Ces deux propositions ont été rejetées par la CAQ.

Abandon du projet

Les groupes environnementaux Accès transports viables, le Conseil régional de l’environnement de la Capitale-Nationale, Équiterre et Vivre en Ville accusent le gouvernement de manquer de «leadership». Pour eux, les «récents développements illustrent la cacophonie et la discorde qui règnent dans la région, et qui risquent sérieusement de retarder le projet, ce qui pourrait lui être fatal et priver la région de 3,3 milliards de dollars d’investissements. Il incombe maintenant au Premier ministre M. François Legault de reprendre le leadership du dossier et d’assurer la réalisation du projet sans tarder s’il veut respecter ses engagements», écrivent-ils dans un communiqué conjoint.
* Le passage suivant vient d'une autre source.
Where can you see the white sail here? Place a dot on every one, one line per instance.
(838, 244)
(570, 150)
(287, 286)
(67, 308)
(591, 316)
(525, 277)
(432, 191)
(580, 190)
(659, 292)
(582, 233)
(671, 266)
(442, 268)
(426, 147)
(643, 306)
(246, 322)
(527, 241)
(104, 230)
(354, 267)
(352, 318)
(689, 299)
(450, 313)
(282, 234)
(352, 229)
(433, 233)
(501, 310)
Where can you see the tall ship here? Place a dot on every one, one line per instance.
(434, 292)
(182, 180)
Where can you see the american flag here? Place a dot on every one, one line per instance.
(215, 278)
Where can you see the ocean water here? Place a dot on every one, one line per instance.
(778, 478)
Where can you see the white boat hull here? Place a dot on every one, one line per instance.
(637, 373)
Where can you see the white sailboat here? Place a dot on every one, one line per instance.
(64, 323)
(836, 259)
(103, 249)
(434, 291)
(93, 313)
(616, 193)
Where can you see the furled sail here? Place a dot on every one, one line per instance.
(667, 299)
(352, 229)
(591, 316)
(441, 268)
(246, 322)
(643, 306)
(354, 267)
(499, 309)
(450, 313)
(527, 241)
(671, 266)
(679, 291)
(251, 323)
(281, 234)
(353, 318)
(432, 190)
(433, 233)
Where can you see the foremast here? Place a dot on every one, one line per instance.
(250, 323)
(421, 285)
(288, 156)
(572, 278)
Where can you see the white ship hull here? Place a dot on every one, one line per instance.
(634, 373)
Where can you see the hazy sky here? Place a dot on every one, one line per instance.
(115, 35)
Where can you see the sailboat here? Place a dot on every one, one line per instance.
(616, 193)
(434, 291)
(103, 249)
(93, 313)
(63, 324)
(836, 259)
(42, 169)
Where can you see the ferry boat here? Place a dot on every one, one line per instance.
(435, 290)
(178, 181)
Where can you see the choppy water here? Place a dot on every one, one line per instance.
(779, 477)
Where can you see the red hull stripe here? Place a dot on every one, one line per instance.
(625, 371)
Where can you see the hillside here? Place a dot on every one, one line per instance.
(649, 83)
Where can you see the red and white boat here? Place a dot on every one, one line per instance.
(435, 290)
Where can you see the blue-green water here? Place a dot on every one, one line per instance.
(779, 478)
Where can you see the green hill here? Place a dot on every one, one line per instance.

Après avoir rejeté l’entente intervenue en décembre, le ministère des Transports a fait une proposition le 17 février, refusé par le maire, et déjà caduque, puisqu’il en prépare une autre. Dans cette proposition, le tramway ne se rendait plus dans le secteur Le Gendre. Il partait du secteur D’Estimauville, pour se rendre «quelque part» à Sainte-Foy. Pour le maire, il s’agissait d’une offre inacceptable. Selon lui, elle était «peu étoffée et faite sur la gueule».